3.3. Cost-effectiveness of personalised diabetes treatment

Research
Relevance

How our research benefits to society

This project aims at enlightening issues on health economics and precision medicine in diabetes treatment and prevention, with specific reference to reimbursement of new drugs. Notably, diabetes is involved with various risk factors for onset and complications, including genetics (family history), life style and BMI. Additionally, situational issues come in concerning comorbidities, polypharmacy and adherence to therapies. Known biomarkers concern blood sugar levels and Hb1Ac, but also nephropathic complication-related biomarkers such as albumin.

  • Associations of biomarkers, risk factors and situational issues with hard outcomes such as hospitalizations (that can be economically valued) will be investigated using secondary analysis on clinical trials and analysis of real-world data to identify patient subgroups most benefiting or being minimally harmed with targeted therapies.

    The project is in the context of a PhD with building blocks being

    1. Reviews on current health economic models in diabetes precision medicine;
    2. Analyses of burden of diabetes comorbidities and non-adherence;
    3. Associations of diabetes comorbidities with clinical & economic outcomes;
    4. Consideration of risk factors in secondary analyses of clinical trials; and
    5. Integration in a health-economic model, potentially building on existing models (such as the CORE-model).
  • To pave the way for cost-effectiveness analyses of personalized diabetes treatment.

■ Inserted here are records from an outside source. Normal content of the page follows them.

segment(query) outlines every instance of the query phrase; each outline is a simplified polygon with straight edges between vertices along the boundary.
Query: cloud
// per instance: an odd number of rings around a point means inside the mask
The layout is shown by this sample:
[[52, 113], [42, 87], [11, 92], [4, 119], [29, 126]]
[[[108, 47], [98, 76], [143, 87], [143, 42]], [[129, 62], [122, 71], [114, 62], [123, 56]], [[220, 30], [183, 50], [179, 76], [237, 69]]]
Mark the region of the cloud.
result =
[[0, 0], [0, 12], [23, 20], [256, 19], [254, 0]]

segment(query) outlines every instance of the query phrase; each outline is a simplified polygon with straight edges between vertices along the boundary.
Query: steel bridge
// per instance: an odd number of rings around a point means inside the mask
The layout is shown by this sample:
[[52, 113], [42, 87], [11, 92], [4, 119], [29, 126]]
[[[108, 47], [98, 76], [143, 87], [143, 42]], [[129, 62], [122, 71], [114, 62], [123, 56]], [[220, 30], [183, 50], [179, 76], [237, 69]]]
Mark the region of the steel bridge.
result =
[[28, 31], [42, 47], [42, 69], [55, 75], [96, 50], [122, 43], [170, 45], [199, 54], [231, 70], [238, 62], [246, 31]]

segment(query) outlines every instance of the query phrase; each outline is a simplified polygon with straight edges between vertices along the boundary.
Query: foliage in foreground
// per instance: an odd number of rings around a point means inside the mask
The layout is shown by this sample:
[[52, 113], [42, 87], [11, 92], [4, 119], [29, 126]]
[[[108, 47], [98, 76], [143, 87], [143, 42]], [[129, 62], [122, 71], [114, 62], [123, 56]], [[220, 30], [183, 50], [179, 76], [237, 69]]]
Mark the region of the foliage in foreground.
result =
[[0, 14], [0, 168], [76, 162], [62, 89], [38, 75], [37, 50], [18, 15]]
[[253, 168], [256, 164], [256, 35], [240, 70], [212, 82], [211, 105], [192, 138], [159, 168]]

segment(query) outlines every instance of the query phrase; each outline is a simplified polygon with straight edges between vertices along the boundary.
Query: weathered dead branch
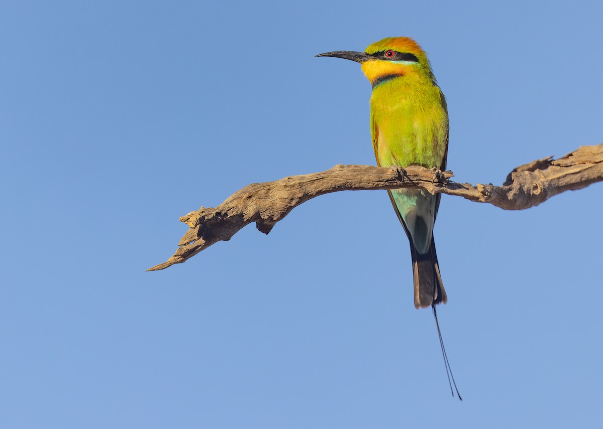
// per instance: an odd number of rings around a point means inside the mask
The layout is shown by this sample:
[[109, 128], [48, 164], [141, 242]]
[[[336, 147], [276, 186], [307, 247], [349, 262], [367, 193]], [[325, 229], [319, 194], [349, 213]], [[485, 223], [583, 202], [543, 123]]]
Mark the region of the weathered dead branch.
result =
[[458, 195], [489, 202], [505, 210], [523, 210], [553, 195], [603, 181], [603, 144], [583, 146], [562, 158], [543, 158], [517, 167], [502, 186], [449, 181], [452, 172], [410, 166], [380, 168], [368, 165], [336, 165], [319, 173], [289, 176], [280, 180], [252, 183], [217, 207], [201, 207], [180, 218], [189, 227], [166, 261], [149, 268], [163, 269], [184, 262], [218, 241], [230, 239], [253, 222], [268, 234], [279, 221], [302, 202], [340, 190], [418, 187], [432, 193]]

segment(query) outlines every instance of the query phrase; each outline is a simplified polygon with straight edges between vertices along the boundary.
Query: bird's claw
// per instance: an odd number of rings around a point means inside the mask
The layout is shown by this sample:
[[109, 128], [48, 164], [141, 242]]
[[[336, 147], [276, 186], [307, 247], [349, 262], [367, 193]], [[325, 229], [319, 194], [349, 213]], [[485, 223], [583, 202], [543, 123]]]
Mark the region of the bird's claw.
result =
[[431, 169], [431, 171], [434, 173], [434, 178], [431, 180], [431, 184], [434, 184], [436, 183], [441, 184], [446, 184], [448, 183], [449, 178], [446, 177], [446, 175], [444, 174], [444, 172], [440, 170], [439, 168], [436, 168], [434, 167]]

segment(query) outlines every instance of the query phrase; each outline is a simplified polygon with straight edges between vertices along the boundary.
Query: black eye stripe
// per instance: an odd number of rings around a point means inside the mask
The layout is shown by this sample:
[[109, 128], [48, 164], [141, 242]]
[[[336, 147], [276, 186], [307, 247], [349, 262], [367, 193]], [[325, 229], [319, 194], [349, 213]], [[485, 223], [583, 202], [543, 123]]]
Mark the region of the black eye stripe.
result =
[[[391, 51], [391, 49], [388, 49], [387, 51]], [[385, 52], [387, 51], [379, 51], [374, 54], [370, 54], [371, 57], [374, 57], [375, 58], [378, 58], [380, 60], [385, 60], [386, 61], [411, 61], [414, 63], [418, 63], [418, 58], [417, 58], [417, 55], [414, 54], [410, 54], [409, 52], [399, 52], [397, 51], [394, 51], [393, 57], [386, 57]]]

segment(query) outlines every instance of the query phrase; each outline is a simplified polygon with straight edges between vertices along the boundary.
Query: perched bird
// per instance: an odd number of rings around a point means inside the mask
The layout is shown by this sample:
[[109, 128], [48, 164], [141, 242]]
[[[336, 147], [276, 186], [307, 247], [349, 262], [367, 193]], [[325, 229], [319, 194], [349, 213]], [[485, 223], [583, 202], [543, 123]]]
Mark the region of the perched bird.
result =
[[[415, 164], [444, 170], [448, 148], [448, 112], [427, 55], [409, 37], [387, 37], [364, 52], [321, 54], [362, 64], [373, 86], [371, 134], [377, 164]], [[411, 245], [417, 308], [446, 302], [434, 242], [440, 194], [420, 189], [388, 191]]]
[[[377, 165], [446, 169], [446, 102], [427, 54], [416, 42], [409, 37], [387, 37], [369, 45], [364, 52], [338, 51], [316, 56], [343, 58], [362, 64], [373, 86], [371, 134]], [[422, 189], [388, 192], [410, 242], [415, 307], [432, 307], [437, 324], [435, 305], [447, 300], [433, 234], [440, 195]], [[440, 337], [447, 372], [441, 334]]]

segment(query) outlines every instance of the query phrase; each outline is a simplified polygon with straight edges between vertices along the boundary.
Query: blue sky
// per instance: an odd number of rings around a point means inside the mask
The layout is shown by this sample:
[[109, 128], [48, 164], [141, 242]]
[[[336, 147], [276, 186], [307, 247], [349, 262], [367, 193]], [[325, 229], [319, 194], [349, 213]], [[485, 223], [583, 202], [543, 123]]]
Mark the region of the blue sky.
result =
[[429, 53], [456, 180], [603, 142], [596, 2], [5, 2], [0, 415], [10, 428], [592, 427], [603, 186], [518, 212], [444, 196], [450, 395], [385, 192], [338, 192], [185, 264], [178, 217], [373, 164], [384, 37]]

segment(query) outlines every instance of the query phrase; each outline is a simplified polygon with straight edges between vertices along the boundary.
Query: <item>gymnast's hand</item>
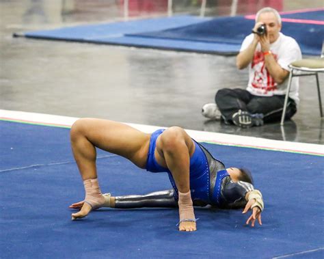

  • This project includes the essential steps for developing a new health economic diabetes model that is able to assess personalized medicine (1) describe the currently available models and their fitness to assess personalized medicine, (2) assess associations of real-life patient characteristics (non-adherence, comorbidities, biomarkers) with morbidity and mortality, (3) incorporate these personalized patient profiles and develop and validate a new health economic model

    For chapters 1-2: literature reviews
    For chapter 3-4: GIANTT real-world database analyses
    For chapter 5-6: modelling using R and/or Excel

    1. State-of-the-art review of current health economic diabetes models: are they with for personalized medicine?;
    2. The clinical and economic burden of comorbidities in diabetes;
    3. Associations of diabetes comorbidities with hospitalizations and mortality;
    4. Associations of non-adherence with hospitalizations and mortality;
    5. The design and validation of a health economic diabetes model to assess personalized medicine;
    6. Cost-effectiveness analyses of several personalized diabetes treatments.
  • This project will give insight in the current status of the health economic assessments of personalized diabetes treatment, and provide an optimized model taking into account patient heterogeneity.

  • Important links can be made within the Drug Regulation Domain and the Drug Application Domain. This may lead to expanding the patient-level factors that will be assessed in reimbursement decision making; as well as support healthcare professionals in making personalized decisions.